Hence, we can conclude that the natural gradient is an approximate trust region solution for the non-linear parameters \(\varvec{\beta }\) as the first order Taylor approximation of the energy function is replaced by the real energy function after the update. Still, for the parameters \(\varvec{\theta }\), which in the end dominate the mean and covariance of the policy, the natural gradient is the exact trust region solution.

figure a

3.3 Compatible value function approximation in practice

Algorithm 1 shows the Compatible Policy Search (COPOS) approach (see Appendix B for a more detailed description of the discrete action algorithm version). In COPOS, for the policy updates in Eqs. (7) and (16), we need to find \(\varvec{w}\), \(\eta \), and \(\omega \). For estimating \(\varvec{w}\) we could use the compatible function approximation. In this paper, we do not estimate the value function explicitly but instead estimate \(\varvec{w}\) as a natural gradient using the conjugate gradient method which removes the need for computing the inverse of the Fisher information matrix explicitly [see for example Schulman et al. 2015]. As discussed before \(\eta \) and \(\omega \) are Lagrange multipliers associated with the KL-divergence and entropy bounds. In the log-linear case with compatible natural parameters, we can compute them exactly using the dual of the optimization objective Eq. (4) and in the non-linear case approximately. In the continuous action case, the basic dual includes integration over both actions and states but we can integrate over actions in closed form due to the compatible value function: we can eliminate terms which do not depend on the action. The dual resolves into an integral over just states allowing computing \(\eta \) and \(\omega \) efficiently. Please, see “Appendix A” for more details. Since \(\eta \) is an approximation for the non-linear parameters, we performed in the experiments for the continuous action case an additional alternating optimization twice: (1) we did a binary search to satisfy the KL-divergence bound while keeping \(\omega \) fixed, (2) we re-optimized \(\omega \) (exactly, since \(\omega \) depends only on log-linear parameters) keeping \(\eta \) fixed. For discrete actions it was sufficient to perform only an additional line search to update the non-linear parameters.

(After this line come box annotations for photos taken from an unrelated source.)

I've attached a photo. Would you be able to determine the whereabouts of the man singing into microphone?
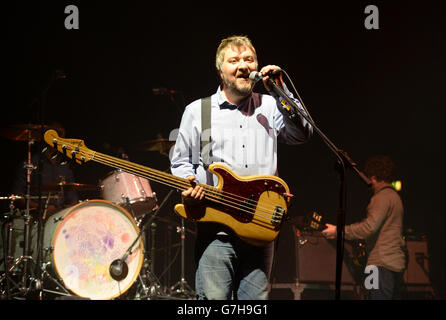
[171,36,312,300]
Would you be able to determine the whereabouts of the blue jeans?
[195,235,274,300]
[369,267,404,300]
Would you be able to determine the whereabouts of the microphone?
[249,69,282,82]
[109,259,129,281]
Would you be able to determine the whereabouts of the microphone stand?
[267,77,371,300]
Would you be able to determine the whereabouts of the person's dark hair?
[364,155,396,182]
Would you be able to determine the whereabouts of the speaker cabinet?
[404,240,430,285]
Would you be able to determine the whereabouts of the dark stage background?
[0,0,446,298]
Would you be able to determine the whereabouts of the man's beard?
[222,77,254,97]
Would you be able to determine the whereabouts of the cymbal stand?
[170,218,195,299]
[6,137,40,295]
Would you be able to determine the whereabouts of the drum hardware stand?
[170,218,195,299]
[109,189,174,300]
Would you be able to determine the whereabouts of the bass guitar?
[44,130,292,246]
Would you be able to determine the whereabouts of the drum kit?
[0,125,195,300]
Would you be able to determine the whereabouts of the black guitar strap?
[201,97,211,170]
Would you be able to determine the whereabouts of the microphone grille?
[249,71,262,82]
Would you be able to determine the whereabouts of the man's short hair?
[215,36,257,71]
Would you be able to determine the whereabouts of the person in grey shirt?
[322,155,406,300]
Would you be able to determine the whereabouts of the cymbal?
[31,182,99,192]
[0,124,54,141]
[134,138,175,153]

4 Analysis and illustration of the update rules

We will now analyze the performance of both update rules, with and without entropy, in more detail with a simple stateless Gaussian policy \(\pi (a) \propto \exp (-0.5 B a^2 + b a)\) for a scalar action a. Our real reward function \(R(a) = -0.5 R a^2 + r a\) is also quadratic in the actions. We assume an infinite number of samples to perfectly estimate the compatible function approximation. In this case \(\tilde{G}_{\varvec{w}}\) is given by \(\tilde{G}_{\varvec{w}}(a) = R(a) = -0.5 R a^2 + r a\) and \(\varvec{w} = [R,r]\). The reward function maximum is \(a^* = R^{-1}r\).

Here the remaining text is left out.